Passau erhebt sich auf einer langen, schmalen Landzunge zwischen der Donau im Norden und dem Inn im Süden und liegt in Italien. Römisch-katholische Kirchenfürsten umstellten die Piazza mit ihren Kirchen und Palästen und die pastell-bunten Kaufmannshäuser stehen in glatter, schlichter Fassade gegen die Längsstraße und laufen nach oben zum Giebel hin mit dem glatten Abschluß eines Flachdaches aus. Doch dieses Italien muß Konzessionen an den deutschen Schnee und Regen machen. Hinter der Schaufassade verstecken die Häuser ein Satteldach. Die Massen kunstbeflissener Touristen bemerken das nicht, sondern ergießen sich durch die schmalen Quergassen im Dunkel der Schwibbögen hinunter zu den flutgefährdeten Donaupromenaden. Wo Inn und Donau zusammenfließen, schießen Touristen albern-feierliche Beweisphotos der von ihnen erlegten Stadt.

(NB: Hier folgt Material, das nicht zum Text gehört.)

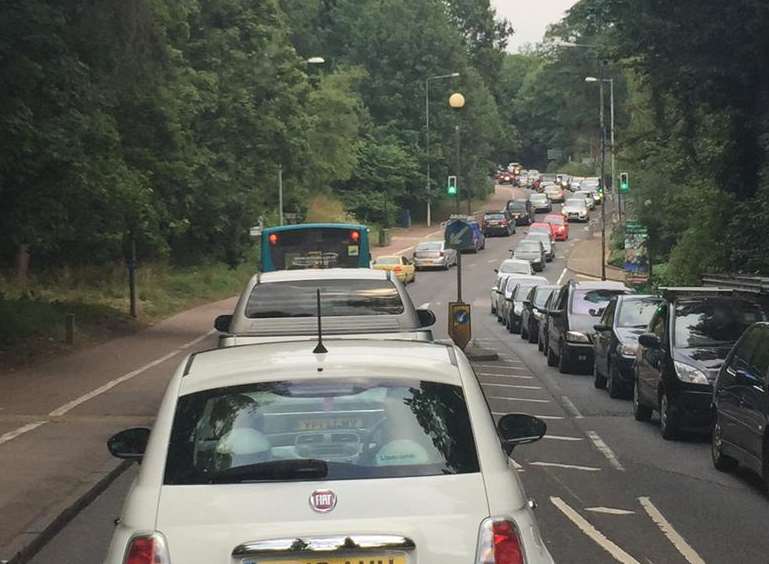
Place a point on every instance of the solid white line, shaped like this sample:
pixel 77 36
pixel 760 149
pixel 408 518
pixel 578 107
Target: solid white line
pixel 571 408
pixel 519 399
pixel 511 386
pixel 605 450
pixel 569 466
pixel 597 536
pixel 673 536
pixel 10 435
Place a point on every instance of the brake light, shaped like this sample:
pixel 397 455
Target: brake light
pixel 147 549
pixel 499 543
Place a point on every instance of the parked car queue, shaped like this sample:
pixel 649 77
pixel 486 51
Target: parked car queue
pixel 699 357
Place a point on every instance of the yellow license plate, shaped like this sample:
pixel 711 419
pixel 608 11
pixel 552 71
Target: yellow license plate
pixel 393 559
pixel 330 423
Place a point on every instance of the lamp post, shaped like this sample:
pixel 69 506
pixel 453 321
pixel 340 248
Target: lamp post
pixel 427 137
pixel 457 102
pixel 603 175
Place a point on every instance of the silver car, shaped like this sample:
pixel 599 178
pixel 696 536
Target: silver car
pixel 354 303
pixel 434 254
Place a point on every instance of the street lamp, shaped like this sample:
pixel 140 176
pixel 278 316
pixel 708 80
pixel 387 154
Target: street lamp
pixel 457 102
pixel 427 140
pixel 603 175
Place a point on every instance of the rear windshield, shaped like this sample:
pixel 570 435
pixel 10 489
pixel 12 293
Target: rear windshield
pixel 596 300
pixel 337 298
pixel 312 430
pixel 713 322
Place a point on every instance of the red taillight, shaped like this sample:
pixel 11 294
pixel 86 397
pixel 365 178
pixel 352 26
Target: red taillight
pixel 499 543
pixel 147 549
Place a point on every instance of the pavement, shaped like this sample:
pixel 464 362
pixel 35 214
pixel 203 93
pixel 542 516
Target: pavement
pixel 608 489
pixel 55 417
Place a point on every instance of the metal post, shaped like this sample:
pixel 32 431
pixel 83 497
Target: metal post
pixel 603 180
pixel 459 181
pixel 280 192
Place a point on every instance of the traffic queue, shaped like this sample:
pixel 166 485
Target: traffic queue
pixel 327 426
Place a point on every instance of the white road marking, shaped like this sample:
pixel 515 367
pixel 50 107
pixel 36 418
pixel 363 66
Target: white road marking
pixel 519 399
pixel 570 407
pixel 667 529
pixel 597 536
pixel 511 386
pixel 605 450
pixel 569 466
pixel 10 435
pixel 609 511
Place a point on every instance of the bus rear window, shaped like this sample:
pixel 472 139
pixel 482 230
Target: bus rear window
pixel 337 298
pixel 315 248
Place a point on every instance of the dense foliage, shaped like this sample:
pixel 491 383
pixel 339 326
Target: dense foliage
pixel 166 121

Es gelingt ihnen nicht, die lieblichen Berge um Passau unberührt einzufangen, wo Kreuzfahrtschiffe sich eines neben das andere ins Bild und vor die Donau schieben. Die Stadt ist voll von Eiscafés, Postkarten und DIN-A-5-großen passauischen Stadtplänen, von Tourismusenglisch, Kunstgalerien und kleinen Wegweisern: "Dom 300 m". Als ein Wirtshaus mit "garantiert keinem Donaublick" wirbt, kehren wir dort ein.